Yesterday morning, students grumbled about the new system and mostly complained about having to arrive 20 minutes earlier just to get inside the building. Students travel to the school in Fort Greene from all five boroughs, and many already wake up before the sun rises to make it to first period, which starts just before 8 a.m.


“The scanner is supposed to be for attendance, but we’re going to be late to class, so what’s the point?” a freshman, Jaely Jimenez, said. The delays have drastically decreased over the past few days.


At the elite Stuyvesant High School, where attendance is more than 95%, students were less than pleased when the scanners were introduced at the end of March.


After some members of the student union threatened to demonstrate on the steps of City Hall, the administration agreed that students would only have to swipe in the morning and not when they left the building for lunch.


“One of the concerns was that it was turning the school into a prison and that it was an invasion of our rights,” Andrew Saviano, the managing editor of the student newspaper, the Stuyvesant Spectator, said.


The assistant principal of technology services, Edward Wong, said the system makes it’s easier to monitor student attendance. Teachers still take attendance at every class and there are no plans to eliminate the attendance teacher position at city schools, according to the Department of Education.


“They said that the administration did not trust them – I could see that too, but it’s a safety issue. We don’t want kids going out during their nonlunch period,” he said.

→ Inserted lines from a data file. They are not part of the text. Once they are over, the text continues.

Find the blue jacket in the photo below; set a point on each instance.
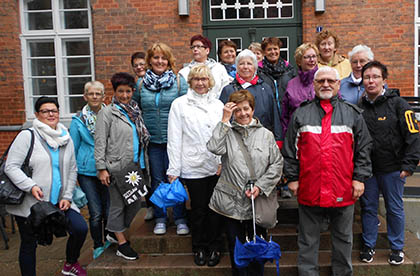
(155, 106)
(84, 145)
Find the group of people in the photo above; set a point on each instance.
(342, 133)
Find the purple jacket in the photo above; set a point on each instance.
(296, 93)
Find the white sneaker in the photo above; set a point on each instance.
(149, 214)
(160, 228)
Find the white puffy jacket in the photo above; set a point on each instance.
(192, 119)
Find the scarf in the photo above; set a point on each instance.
(246, 84)
(54, 137)
(307, 77)
(134, 113)
(89, 117)
(275, 70)
(156, 82)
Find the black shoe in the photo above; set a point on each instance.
(366, 255)
(214, 258)
(396, 257)
(124, 250)
(200, 258)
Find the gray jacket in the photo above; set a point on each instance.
(40, 163)
(229, 197)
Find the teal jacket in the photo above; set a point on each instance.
(155, 106)
(84, 145)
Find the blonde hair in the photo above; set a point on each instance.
(201, 70)
(160, 47)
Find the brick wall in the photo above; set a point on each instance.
(387, 26)
(121, 28)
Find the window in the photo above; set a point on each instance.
(57, 52)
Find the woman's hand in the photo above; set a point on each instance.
(228, 111)
(64, 205)
(254, 191)
(104, 177)
(172, 178)
(37, 193)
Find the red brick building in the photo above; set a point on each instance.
(51, 47)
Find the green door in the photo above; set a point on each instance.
(246, 21)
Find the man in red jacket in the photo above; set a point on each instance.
(326, 153)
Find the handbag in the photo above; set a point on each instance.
(9, 193)
(265, 207)
(130, 183)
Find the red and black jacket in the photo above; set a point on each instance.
(327, 145)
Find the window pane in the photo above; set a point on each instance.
(76, 85)
(75, 20)
(41, 49)
(77, 48)
(43, 67)
(75, 4)
(40, 21)
(78, 66)
(44, 86)
(39, 5)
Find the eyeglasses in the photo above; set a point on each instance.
(309, 57)
(192, 47)
(200, 79)
(48, 111)
(322, 81)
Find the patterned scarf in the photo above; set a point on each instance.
(134, 113)
(89, 116)
(275, 70)
(156, 82)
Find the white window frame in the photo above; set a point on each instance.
(58, 35)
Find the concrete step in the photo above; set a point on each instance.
(183, 265)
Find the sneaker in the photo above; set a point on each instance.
(182, 229)
(396, 257)
(160, 228)
(73, 269)
(366, 255)
(150, 214)
(111, 237)
(124, 250)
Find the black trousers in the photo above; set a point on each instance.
(242, 229)
(206, 225)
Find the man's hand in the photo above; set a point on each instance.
(293, 186)
(358, 189)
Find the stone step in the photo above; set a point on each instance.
(183, 265)
(144, 240)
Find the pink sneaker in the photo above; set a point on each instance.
(73, 269)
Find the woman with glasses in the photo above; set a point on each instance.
(192, 119)
(200, 47)
(300, 88)
(54, 175)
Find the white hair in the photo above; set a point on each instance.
(361, 48)
(325, 69)
(247, 54)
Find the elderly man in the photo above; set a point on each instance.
(200, 47)
(326, 153)
(352, 88)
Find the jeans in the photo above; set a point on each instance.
(98, 204)
(158, 161)
(28, 243)
(392, 187)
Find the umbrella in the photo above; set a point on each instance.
(256, 250)
(169, 194)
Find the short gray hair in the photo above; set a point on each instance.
(247, 54)
(325, 69)
(361, 48)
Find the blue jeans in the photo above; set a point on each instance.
(28, 243)
(98, 205)
(392, 187)
(158, 162)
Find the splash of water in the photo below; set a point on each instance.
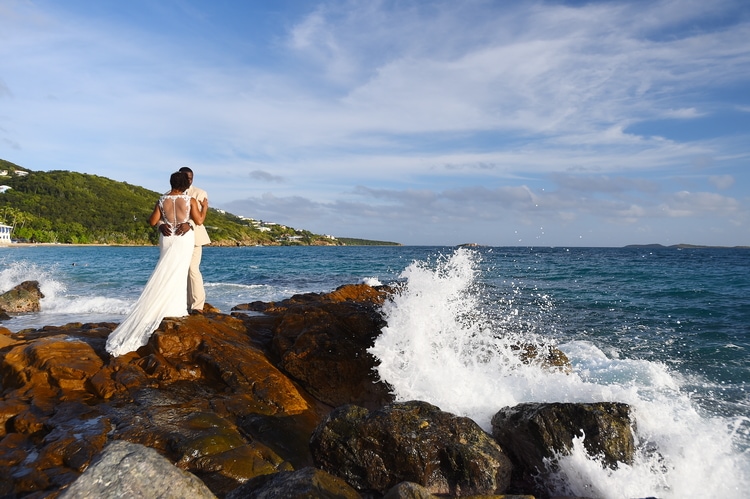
(440, 346)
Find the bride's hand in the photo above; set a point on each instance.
(182, 229)
(165, 230)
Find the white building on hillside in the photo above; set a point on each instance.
(5, 231)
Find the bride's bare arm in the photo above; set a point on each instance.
(196, 214)
(155, 215)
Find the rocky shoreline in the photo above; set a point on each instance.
(274, 400)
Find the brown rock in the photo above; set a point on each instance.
(322, 342)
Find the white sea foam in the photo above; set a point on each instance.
(439, 346)
(371, 281)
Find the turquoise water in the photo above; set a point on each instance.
(665, 330)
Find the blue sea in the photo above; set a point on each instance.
(665, 330)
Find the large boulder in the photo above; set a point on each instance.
(411, 441)
(125, 469)
(534, 432)
(22, 298)
(303, 484)
(322, 342)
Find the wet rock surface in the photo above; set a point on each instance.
(233, 400)
(414, 442)
(22, 298)
(535, 432)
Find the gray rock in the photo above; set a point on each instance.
(414, 442)
(22, 298)
(305, 483)
(533, 432)
(131, 470)
(409, 490)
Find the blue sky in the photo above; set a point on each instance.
(539, 123)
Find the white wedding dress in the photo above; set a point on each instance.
(165, 294)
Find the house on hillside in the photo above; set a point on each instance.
(5, 231)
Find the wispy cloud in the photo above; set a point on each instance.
(472, 110)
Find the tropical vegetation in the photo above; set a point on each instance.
(76, 208)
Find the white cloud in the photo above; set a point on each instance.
(721, 181)
(440, 111)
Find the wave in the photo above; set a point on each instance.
(442, 345)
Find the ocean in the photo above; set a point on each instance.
(665, 330)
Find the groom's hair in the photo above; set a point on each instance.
(179, 181)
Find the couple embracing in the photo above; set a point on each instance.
(179, 215)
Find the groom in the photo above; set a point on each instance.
(196, 294)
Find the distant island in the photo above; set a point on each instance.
(63, 207)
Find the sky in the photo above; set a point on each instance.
(502, 123)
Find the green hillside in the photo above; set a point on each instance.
(77, 208)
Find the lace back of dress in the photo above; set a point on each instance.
(175, 209)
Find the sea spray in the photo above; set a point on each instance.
(441, 346)
(62, 302)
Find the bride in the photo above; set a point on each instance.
(165, 294)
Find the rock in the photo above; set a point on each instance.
(411, 441)
(302, 484)
(322, 341)
(408, 490)
(533, 432)
(22, 298)
(125, 469)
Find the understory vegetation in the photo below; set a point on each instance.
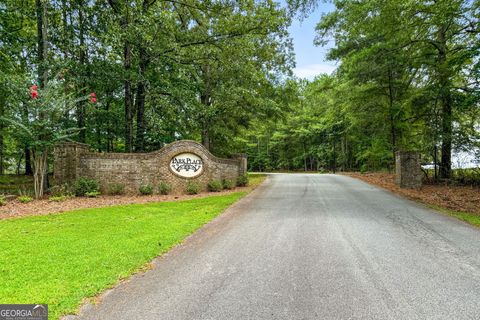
(61, 259)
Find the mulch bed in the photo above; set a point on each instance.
(457, 198)
(15, 208)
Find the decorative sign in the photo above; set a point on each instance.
(187, 165)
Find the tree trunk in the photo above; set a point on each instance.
(40, 172)
(446, 100)
(42, 44)
(28, 162)
(140, 103)
(393, 130)
(127, 55)
(82, 59)
(206, 136)
(2, 144)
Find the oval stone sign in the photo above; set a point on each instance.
(187, 165)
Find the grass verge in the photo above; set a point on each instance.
(471, 218)
(63, 258)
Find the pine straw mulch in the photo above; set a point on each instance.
(14, 208)
(457, 198)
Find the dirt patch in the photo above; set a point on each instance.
(42, 207)
(457, 198)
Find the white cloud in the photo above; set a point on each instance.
(312, 70)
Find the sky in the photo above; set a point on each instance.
(310, 59)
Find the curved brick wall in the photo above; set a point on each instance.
(74, 160)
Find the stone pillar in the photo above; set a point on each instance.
(242, 158)
(66, 161)
(408, 172)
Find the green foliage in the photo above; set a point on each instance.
(61, 190)
(25, 199)
(228, 184)
(58, 198)
(85, 185)
(242, 180)
(3, 200)
(164, 188)
(68, 246)
(192, 188)
(116, 189)
(214, 186)
(146, 189)
(92, 194)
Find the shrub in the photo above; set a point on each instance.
(228, 184)
(84, 186)
(61, 190)
(92, 194)
(58, 198)
(116, 189)
(25, 199)
(192, 188)
(215, 186)
(164, 188)
(242, 180)
(146, 189)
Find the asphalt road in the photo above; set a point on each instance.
(311, 247)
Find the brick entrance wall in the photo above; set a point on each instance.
(74, 160)
(408, 172)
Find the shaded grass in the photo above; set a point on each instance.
(471, 218)
(16, 184)
(61, 259)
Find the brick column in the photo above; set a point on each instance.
(66, 161)
(242, 158)
(408, 172)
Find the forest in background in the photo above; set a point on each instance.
(219, 72)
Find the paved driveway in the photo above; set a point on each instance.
(312, 247)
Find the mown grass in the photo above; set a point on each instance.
(62, 259)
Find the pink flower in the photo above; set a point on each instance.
(93, 97)
(34, 92)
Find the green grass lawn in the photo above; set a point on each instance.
(61, 259)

Students at Stuyvesant also use the cards to check out library books and purchase cafeteria lunches. Other schools ask students to scan the cards when they enter the lunchroom or the gym to insure that they are not cutting class.


One of the promotional videos for School Technology Management includes a clip of a girl frowning after she was caught skipping a class.


At each school, the scanners cost about $30,000 to $70,000 in addition to $5,000 a year in maintenance costs.


A spokesman for the education department, Ketih Kalb, said the system makes it easier to track students and make them accountable. He said that is up to individual schools if they want to use the scanners.


Until five years ago, some schools used an older system to monitor building access. Students would swipe a card and either a red or green light would appear.


Asked about privacy concerns, Mr. Morrison said only the school has access to student information under the Student Technology Management system. While a credit card company once contacted the company to see if it would be interested in turning its product into a credit card (it said it is not), it said the Department of Defense has never tried to gain access to information for recruiting purposes.